LA DECLARATION DE LA CONFERENCE SUR L'OBSERVATION ET L'EVALUATION DES RESSOURCES EN EAU EN AFRIQUE

1. "Une stratégie africaine d'évaluation des ressources en eau" a été élaborée par la Conférence OMM/CEA sur les ressources en eau : politique et évaluation, tenue à Addis-Abeba du 20 au 25 mars 1995 et à laquelle participaient de hauts représentants des organismes chargés des ressources en eau en Afrique.

2. La Conférence avait pour objet de formuler une stratégie pour restaurer, mettre en place, et/ou adapter les moyens institutionnels, humains, financiers et techniques nécessaires des services nationaux ainsi que des organes régionaux concernés, afin qu'ils soient en mesure d'évaluer les ressources en eau dans le cadre d'une mise en valeur et d'une gestion globales et intégrées de ces ressources, en vue du développement socio-économique durable.

3. La stratégie s'inspire des résultats et des recommandations du projet du PNUD et de la Banque mondiale portant sur l'évaluation hydrologique de l'Afrique subsaharienne et de l'évaluation des ressources en eau préparée par l'Unesco et l'OMM.

4. La stratégie a pris en compte les principes du chapitre 18 du programme "Agenda 21" de la Conférence des Nations Unies sur l'environnement et le développement (CNUED) (1992), la politique de la Banque mondiale sur la gestion des ressources en eau et la stratégie de gestion des ressources en eau pour l'Afrique subsaharienne, en cours de préparation.

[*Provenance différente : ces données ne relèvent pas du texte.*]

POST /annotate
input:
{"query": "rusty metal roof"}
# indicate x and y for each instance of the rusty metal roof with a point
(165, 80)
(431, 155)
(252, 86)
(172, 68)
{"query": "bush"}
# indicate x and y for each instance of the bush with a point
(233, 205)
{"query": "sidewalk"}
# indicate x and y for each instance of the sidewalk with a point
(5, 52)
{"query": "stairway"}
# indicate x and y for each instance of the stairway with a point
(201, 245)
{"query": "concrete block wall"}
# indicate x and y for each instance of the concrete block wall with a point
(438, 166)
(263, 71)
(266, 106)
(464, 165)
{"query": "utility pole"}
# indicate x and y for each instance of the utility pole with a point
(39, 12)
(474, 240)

5. La stratégie africaine d'évaluation des ressources en eau repose sur une ferme volonté de surmonter les problèmes, les difficultés et les conditions qui ont systématiquement désorganisé par le passé les activités d'évaluation des ressources en eau. A cet effet, il est proposé : que les organismes chargés des ressources en eau améliorent leur productivité et leur efficacité; que les ressources humaines et financières soient utilisées de façon optimale; que les organismes d'appui extérieur et les organisations des Nations Unies coordonnent davantage leurs actions afin d'appuyer les activités d'évaluation des ressources en eau à différents niveaux; que la demande de données et d'informations sur les ressources en eau soit en rapport avec le stade de développement socio-économique; et qu'il y ait au niveau politique la nécessaire volonté de coopérer à l'échelle des bassins fluviaux et lacustres ainsi que des zones aquifères.

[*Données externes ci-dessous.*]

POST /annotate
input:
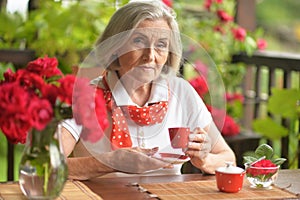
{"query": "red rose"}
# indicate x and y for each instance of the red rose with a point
(41, 112)
(14, 121)
(66, 89)
(262, 167)
(168, 3)
(199, 84)
(234, 97)
(89, 109)
(224, 16)
(261, 44)
(45, 67)
(230, 127)
(224, 123)
(207, 4)
(239, 34)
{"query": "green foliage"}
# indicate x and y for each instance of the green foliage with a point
(201, 25)
(282, 104)
(285, 102)
(53, 29)
(4, 67)
(268, 128)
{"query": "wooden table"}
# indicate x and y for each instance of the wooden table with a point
(124, 188)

6. Les mesures stratégiques recommandées par la Conférence concernent les domaines ci-après : gestion, renforcement des capacités, activités de promotion et de sensibilisation quant aux capacités des services hydrologiques et à la valeur des données hydrologiques, mise au point d'une capacité financière durable, mise en valeur intégrée des ressources en eau, initiatives et réponses diverses à l'échelle régionale et sous- régionale, et rôle nouveau pour les organismes d'appui extérieur.

7. La stratégie est recommandée :

  • Aux gouvernements et aux organisations sous-régionales et régionales pour qu'ils l'incorporent dans leurs programmes d'évaluation des ressources en eau, en vue du développement durable;
  • Aux organismes des Nations Unies s'occupant de ressources en eau pour qu'ils l'adoptent et l'utilisent dans leurs programmes d'assistance à l'évaluation des ressources en eau, destinés aux pays et aux organisations sous-régionales et régionales;
  • Aux organismes d'aide extérieure pour qu'ils l'intègrent au volet évaluation des ressources en eau de leurs programmes d'assistance à la mise en valeur et à la gestion intégrées des ressources en eau, aux niveaux national, sous-régional et régional.
8. L'élaboration de la stratégie par la Conférence s'insère dans le processus pour l'évaluation des ressources en eau de l'Afrique. Le processus va également promouvoir largement cette stratégie au sein des autorités compétentes aux niveaux national, sous-régional et régional et également des organismes d'appui extérieur. Cette stratégie sera présentée à la Conférence des Ministres de la CEA et aux organes directeurs de l'OMM pour qu'ils l'approuvent.